Secret Cameras Installed to Shoot Women’s Private Videos and Sold as Porn. Women Go to Street to Protest

 

Tens of thousands of South Korean women filled the streets of Seoul in SouthKorea on August 4 to protest an epidemic of secretly filmed videos that show women at work, on trains and in changing rooms and bathrooms. This crime is so prevalent it makes headlines in South Korean media on a daily basis. Offenders have included school teachers, professors, doctors, church pastors, government officials, police officers and even a court judge.

In some cases, the victims’ own boyfriends or relatives were responsible for the crimes, in a troubling reflection of South Korea’s deep-rooted patriarchal norms.

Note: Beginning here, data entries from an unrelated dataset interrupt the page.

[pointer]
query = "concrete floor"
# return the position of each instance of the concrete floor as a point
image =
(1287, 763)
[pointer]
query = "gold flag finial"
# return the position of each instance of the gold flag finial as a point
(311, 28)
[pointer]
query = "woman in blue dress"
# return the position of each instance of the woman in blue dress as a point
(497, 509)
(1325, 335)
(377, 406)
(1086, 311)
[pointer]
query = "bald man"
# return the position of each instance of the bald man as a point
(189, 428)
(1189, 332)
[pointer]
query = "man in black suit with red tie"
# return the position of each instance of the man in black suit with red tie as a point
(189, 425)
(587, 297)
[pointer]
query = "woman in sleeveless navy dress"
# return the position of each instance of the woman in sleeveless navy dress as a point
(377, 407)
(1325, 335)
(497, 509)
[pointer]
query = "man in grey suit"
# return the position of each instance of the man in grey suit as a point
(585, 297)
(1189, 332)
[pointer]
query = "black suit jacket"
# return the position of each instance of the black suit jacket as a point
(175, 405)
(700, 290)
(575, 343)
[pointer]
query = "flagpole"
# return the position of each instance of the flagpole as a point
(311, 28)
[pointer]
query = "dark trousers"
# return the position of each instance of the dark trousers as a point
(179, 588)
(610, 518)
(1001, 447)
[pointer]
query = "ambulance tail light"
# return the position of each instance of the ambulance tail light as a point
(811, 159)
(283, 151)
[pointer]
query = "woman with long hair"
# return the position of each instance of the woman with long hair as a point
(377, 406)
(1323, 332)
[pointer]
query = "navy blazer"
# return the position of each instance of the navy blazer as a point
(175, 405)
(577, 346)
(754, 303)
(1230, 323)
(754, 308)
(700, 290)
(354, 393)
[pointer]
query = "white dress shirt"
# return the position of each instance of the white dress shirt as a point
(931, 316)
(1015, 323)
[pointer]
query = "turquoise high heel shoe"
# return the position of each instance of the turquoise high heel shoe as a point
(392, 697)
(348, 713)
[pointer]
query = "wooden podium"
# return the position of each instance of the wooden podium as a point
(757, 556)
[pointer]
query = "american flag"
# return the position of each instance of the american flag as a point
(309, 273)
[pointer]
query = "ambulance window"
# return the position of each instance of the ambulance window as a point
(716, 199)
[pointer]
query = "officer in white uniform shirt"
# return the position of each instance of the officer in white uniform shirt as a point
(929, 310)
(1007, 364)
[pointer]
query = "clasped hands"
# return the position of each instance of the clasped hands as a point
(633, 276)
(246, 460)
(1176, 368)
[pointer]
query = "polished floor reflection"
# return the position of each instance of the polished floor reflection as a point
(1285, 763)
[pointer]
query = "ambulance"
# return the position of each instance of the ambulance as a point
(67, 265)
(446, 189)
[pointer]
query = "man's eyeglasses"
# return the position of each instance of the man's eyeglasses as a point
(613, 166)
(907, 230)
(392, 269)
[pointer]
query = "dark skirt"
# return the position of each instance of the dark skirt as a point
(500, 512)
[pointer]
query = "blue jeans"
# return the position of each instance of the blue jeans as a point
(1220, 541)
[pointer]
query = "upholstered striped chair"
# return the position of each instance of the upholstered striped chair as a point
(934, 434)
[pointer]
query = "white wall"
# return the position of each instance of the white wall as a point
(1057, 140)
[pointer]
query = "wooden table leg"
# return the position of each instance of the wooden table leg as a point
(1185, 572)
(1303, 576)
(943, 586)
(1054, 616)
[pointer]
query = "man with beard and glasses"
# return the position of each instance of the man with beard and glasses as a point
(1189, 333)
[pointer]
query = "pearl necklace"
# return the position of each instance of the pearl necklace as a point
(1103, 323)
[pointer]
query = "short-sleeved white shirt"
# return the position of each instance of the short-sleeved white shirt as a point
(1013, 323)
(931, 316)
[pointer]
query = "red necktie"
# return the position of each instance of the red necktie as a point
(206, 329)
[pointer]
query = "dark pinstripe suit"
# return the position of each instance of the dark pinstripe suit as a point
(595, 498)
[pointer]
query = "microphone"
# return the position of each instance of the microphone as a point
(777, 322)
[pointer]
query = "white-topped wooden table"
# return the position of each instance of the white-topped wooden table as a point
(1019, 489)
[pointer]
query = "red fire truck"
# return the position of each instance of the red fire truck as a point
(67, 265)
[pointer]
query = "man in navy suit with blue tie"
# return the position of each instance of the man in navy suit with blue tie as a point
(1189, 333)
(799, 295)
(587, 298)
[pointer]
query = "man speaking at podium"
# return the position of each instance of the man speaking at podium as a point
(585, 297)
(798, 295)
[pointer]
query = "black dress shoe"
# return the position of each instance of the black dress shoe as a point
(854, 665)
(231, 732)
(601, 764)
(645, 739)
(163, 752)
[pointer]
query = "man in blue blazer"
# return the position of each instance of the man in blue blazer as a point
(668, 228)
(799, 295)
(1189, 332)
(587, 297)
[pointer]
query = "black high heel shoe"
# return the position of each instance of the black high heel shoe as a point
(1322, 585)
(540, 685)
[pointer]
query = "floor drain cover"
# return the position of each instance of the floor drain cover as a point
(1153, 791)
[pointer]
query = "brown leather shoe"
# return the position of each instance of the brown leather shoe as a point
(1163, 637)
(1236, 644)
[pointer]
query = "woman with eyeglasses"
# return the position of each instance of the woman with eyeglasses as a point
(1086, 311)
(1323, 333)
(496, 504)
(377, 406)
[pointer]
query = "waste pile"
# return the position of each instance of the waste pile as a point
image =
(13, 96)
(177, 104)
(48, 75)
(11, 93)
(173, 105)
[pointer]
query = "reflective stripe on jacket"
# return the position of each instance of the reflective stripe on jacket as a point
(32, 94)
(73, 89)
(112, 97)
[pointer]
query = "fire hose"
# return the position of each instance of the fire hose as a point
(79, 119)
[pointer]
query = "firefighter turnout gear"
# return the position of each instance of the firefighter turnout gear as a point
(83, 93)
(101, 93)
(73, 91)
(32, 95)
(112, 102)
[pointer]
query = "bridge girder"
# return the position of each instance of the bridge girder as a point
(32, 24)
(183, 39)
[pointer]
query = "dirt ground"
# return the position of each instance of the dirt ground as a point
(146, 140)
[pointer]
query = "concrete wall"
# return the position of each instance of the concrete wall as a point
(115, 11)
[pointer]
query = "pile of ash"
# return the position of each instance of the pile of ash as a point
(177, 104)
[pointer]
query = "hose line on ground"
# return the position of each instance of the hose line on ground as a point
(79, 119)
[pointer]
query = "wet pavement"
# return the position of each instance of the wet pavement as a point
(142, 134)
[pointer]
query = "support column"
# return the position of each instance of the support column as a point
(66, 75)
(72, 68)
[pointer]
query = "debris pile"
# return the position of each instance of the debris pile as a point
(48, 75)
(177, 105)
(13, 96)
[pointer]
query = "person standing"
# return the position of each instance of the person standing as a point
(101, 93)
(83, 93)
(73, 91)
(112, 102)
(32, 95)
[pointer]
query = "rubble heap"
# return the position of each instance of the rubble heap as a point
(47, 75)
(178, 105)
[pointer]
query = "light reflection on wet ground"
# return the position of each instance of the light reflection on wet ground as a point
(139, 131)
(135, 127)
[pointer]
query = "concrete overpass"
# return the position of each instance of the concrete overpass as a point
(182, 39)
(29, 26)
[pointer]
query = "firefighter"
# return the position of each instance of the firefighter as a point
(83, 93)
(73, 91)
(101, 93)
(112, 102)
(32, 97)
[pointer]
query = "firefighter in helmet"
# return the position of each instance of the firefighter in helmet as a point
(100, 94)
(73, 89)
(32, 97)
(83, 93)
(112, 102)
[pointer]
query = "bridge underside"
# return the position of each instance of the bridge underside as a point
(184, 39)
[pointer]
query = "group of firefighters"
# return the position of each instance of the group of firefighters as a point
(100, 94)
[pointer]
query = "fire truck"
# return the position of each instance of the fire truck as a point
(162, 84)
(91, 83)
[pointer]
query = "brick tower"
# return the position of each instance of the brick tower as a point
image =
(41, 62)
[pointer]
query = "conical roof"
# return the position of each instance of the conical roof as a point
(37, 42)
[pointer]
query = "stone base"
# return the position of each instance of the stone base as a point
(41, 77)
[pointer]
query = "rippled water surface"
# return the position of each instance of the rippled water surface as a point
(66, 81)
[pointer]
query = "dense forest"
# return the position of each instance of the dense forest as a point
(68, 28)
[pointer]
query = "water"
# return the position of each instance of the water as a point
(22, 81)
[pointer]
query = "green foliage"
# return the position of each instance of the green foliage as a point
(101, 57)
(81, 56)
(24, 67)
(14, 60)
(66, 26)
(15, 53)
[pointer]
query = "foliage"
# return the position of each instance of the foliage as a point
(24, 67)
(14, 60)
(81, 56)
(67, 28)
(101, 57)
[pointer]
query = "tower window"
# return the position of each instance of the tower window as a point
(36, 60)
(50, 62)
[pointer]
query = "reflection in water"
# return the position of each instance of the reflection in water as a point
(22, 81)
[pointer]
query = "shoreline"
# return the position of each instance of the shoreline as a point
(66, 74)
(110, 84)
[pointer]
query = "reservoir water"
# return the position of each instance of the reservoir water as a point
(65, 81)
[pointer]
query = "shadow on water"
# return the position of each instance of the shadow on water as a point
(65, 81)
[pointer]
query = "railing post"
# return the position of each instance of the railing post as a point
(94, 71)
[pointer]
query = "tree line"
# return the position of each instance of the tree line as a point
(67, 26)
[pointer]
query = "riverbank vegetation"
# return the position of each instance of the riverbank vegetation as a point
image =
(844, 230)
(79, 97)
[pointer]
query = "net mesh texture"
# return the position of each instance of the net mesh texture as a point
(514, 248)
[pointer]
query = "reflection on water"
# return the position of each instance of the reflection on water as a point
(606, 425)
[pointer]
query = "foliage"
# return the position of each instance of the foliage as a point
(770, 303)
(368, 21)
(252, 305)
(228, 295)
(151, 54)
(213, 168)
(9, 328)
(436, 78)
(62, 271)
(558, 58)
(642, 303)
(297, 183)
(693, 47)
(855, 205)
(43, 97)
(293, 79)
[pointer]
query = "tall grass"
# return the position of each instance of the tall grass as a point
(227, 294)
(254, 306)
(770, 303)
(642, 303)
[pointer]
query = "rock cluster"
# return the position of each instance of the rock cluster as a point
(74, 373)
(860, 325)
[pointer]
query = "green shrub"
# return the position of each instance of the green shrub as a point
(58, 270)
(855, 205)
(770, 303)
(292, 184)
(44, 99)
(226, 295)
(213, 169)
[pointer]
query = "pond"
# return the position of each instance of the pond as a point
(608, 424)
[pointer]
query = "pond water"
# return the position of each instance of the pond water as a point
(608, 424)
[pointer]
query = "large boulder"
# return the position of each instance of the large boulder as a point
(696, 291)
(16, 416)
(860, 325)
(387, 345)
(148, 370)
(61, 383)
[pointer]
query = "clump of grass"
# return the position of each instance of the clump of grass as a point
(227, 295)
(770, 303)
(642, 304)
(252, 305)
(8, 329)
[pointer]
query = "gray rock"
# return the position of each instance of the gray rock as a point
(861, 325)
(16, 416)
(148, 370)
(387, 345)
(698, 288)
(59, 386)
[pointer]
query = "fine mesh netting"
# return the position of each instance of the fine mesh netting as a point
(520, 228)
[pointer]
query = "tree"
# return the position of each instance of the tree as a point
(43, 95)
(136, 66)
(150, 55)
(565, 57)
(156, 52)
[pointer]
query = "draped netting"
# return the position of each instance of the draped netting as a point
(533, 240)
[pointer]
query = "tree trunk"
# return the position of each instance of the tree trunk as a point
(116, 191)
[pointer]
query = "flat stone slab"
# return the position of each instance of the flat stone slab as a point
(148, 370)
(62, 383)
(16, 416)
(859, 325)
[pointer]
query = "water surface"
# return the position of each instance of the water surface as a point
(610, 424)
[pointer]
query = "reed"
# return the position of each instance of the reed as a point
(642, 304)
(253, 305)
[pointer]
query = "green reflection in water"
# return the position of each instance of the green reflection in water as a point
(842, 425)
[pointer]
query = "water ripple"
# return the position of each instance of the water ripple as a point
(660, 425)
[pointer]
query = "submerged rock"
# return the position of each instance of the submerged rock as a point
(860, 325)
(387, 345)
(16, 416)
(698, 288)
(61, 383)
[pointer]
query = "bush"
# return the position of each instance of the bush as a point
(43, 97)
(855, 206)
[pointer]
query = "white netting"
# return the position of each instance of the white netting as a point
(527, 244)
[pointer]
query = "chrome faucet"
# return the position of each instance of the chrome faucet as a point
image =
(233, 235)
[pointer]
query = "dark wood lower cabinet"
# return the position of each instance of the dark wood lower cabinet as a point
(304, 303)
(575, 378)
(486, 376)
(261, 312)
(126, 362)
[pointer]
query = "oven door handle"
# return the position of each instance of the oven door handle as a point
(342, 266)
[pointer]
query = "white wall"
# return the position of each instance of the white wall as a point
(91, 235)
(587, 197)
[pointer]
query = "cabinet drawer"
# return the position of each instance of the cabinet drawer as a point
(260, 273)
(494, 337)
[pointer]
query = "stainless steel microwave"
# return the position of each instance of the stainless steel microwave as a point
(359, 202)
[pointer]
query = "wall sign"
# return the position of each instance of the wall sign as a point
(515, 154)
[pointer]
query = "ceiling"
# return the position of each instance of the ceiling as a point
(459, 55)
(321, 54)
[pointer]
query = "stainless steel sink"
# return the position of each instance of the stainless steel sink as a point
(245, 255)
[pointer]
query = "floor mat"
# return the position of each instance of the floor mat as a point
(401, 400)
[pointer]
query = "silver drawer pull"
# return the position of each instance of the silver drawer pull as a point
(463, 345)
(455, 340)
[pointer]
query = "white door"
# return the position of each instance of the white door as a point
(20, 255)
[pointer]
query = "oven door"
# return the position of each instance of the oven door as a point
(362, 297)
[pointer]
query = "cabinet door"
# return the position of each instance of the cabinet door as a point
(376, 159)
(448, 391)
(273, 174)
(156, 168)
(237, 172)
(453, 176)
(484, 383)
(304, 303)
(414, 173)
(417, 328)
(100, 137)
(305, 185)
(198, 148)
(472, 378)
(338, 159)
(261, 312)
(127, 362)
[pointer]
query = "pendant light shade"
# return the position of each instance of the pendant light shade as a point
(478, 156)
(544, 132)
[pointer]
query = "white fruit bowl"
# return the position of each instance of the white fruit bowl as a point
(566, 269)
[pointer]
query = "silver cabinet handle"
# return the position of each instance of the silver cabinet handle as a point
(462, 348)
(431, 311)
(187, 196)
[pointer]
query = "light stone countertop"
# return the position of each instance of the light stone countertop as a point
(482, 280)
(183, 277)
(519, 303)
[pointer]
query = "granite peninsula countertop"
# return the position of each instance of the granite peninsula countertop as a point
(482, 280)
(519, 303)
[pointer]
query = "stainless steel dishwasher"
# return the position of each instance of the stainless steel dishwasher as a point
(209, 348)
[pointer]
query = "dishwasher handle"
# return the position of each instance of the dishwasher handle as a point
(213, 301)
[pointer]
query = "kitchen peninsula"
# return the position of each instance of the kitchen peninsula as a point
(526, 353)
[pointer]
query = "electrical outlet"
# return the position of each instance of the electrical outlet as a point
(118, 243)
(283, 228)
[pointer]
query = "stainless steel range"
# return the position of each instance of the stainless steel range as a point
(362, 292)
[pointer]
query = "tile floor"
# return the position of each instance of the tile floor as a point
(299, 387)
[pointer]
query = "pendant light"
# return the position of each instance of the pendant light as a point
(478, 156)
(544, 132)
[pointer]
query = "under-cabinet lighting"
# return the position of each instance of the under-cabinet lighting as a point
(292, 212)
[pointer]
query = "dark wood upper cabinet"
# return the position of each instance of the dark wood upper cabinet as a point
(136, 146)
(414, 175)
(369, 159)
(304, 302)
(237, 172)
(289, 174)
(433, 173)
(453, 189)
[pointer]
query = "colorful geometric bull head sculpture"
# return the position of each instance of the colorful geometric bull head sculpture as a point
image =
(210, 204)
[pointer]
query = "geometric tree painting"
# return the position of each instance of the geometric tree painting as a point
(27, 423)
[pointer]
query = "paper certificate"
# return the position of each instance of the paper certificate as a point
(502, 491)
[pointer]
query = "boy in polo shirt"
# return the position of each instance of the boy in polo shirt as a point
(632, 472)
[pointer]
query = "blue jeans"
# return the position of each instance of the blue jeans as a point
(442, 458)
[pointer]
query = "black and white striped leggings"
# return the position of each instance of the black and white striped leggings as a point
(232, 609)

Spy-cam crimes have occurred since at least 2010, AFP reported, not long after smartphones became widespread. And the number of crimes has climbed significantly since. In 2010, 1,100 spycam crimes were reported to police, AFP said. Seven years later, the number was up to 6,500

“Entering a public bathroom is such an unnerving experience these days,” 21-year-old student Claire Lee told Agence France-Presse (AFP). “You never know if there’s a spy-cam lens hidden inside.filming you while you pee.” The protesters urged the South Korean government to introduce laws to stop voyeurs using spy cameras to capture graphic images of women.

The Associated Press reported that “South Korea has struggled over the years to deal with perpetrators who use tiny cameras or smartphones to film under women’s clothing to see their genitalia or underwear. The footage is heavily circulated on illicit porn sites, such as Soranet, which had more than a million users before police managed to shut it down in 2016.”